Semantic Scholar¶
Semantic Scholar is a search engine over academic papers provided by the Allen Institute for AI.
pyterrier-services
provides access to the Semantic Scholar search API through
SemanticScholarRetriever
.
Example:
>>> from pyterrier_services import SemanticScholar
>>> s2 = SemanticScholar()
>>> retr = s2.retriever(num_results=5)
>>> retr.search('pyterrier')
# qid query docno score rank title abstract
# 1 pyterrier 7fa92ed08eee68a945884b8744e7db9887aed9d3 0 0 PyTerrier: Declarative Experimentation in Pyth... PyTerrier is a Python-based retrieval framewor...
# 1 pyterrier a6b1126e058262c57d36012d0fdedc2417ad04e1 -1 1 Declarative Experimentation in Information Ret... The advent of deep machine learning platforms ...
# 1 pyterrier 833b453c621099bccca028752aaa74262123706a -2 2 PyTerrier-based Research Data Recommendations ... Research data is of high importance in scienti...
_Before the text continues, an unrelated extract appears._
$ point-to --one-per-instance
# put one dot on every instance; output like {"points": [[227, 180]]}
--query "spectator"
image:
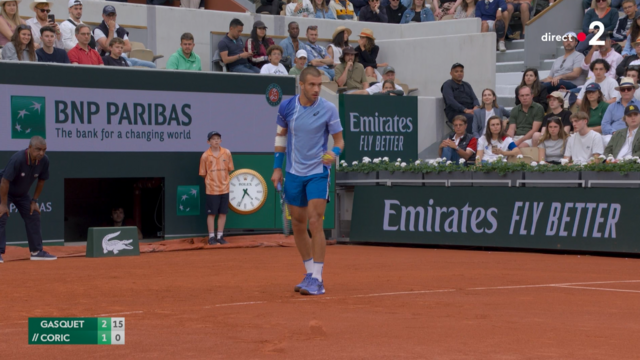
{"points": [[613, 119], [594, 106], [394, 11], [367, 53], [292, 44], [530, 79], [21, 46], [460, 144], [349, 73], [82, 54], [232, 51], [466, 10], [257, 44], [300, 63], [525, 119], [565, 68], [48, 53], [459, 98], [599, 68], [301, 8], [625, 143], [600, 11], [41, 8], [585, 143], [418, 12], [342, 10], [494, 15], [116, 47], [274, 52], [184, 58], [489, 109], [553, 141], [373, 12], [494, 142], [9, 20], [317, 54], [340, 41], [321, 10]]}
# 1 pyterrier 73feb5cfe491342d52d47e8817d113c072067306 -3 3 The Information Retrieval Experiment Platform We integrate irdatasets, ir_measures, and PyTe...
# 1 pyterrier 90b8a1adae2761e48c87fdeb68a595dc11161970 -4 4 QPPTK@TIREx: Simplified Query Performance Pred... We describe our software submission to the ECI...
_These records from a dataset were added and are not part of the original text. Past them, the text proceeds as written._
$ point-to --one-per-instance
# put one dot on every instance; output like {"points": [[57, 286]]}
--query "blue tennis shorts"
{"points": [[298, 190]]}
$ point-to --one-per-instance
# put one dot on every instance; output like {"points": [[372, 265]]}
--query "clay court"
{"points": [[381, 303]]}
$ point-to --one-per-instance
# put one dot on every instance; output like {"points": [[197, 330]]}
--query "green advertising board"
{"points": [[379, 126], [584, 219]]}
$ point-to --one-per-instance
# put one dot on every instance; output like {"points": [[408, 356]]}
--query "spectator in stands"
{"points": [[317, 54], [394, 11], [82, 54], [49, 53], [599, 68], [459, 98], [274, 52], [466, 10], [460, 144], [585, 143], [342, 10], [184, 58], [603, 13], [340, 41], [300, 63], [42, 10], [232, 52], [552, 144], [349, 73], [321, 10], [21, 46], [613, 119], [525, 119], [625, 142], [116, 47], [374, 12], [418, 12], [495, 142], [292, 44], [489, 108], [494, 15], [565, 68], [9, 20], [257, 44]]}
- class pyterrier_services.SemanticScholarApi[source]¶
Represents a reference to the Semantic Scholar search API.
- retriever(*, num_results=100, fields=['title', 'abstract'], verbose=True)[source]¶
Returns a
Transformer
that retrieves articles from Semantic Scholar.- Return type:
- Parameters:
num_results – The number of results to retrieve. Defaults to 100.
fields – The fields to include in the retrieved results. Defaults to [‘title’, ‘abstract’].
verbose – Whether to log the progress. Defaults to True.
- search(query, *, offset=0, limit=100, fields=['title', 'abstract'], return_next=False, return_total=False)[source]¶
Searches for papers on Semantic Scholar with the provided query.
- Return type:
Union
[DataFrame
,Tuple
[DataFrame
,int
],Tuple
[DataFrame
,int
,int
]]- Parameters:
query – The search query.
offset – The offset of the first result to retrieve. Defaults to 0.
limit – The maximum number of results to retrieve. Defaults to 100.
fields – The fields to include in the retrieved results. Defaults to [‘title’, ‘abstract’].
return_next – Whether to return the next query URL. Defaults to False.
return_total – Whether to return the total number of results. Defaults to False.
- class pyterrier_services.SemanticScholarRetriever(*, api=None, num_results=100, fields=['title', 'abstract'], verbose=True)[source]¶
A
Transformer
retriever that queries the Semantic Scholar search API.- Parameters:
api – The Semantic Scholar api service. Defaults to a new instance of
SemanticScholarApi
.num_results – The number of results to retrieve per query. Defaults to 100.
fields – The fields to include in the retrieved results. Defaults to [‘title’, ‘abstract’].
verbose – Whether to log the progress. Defaults to True.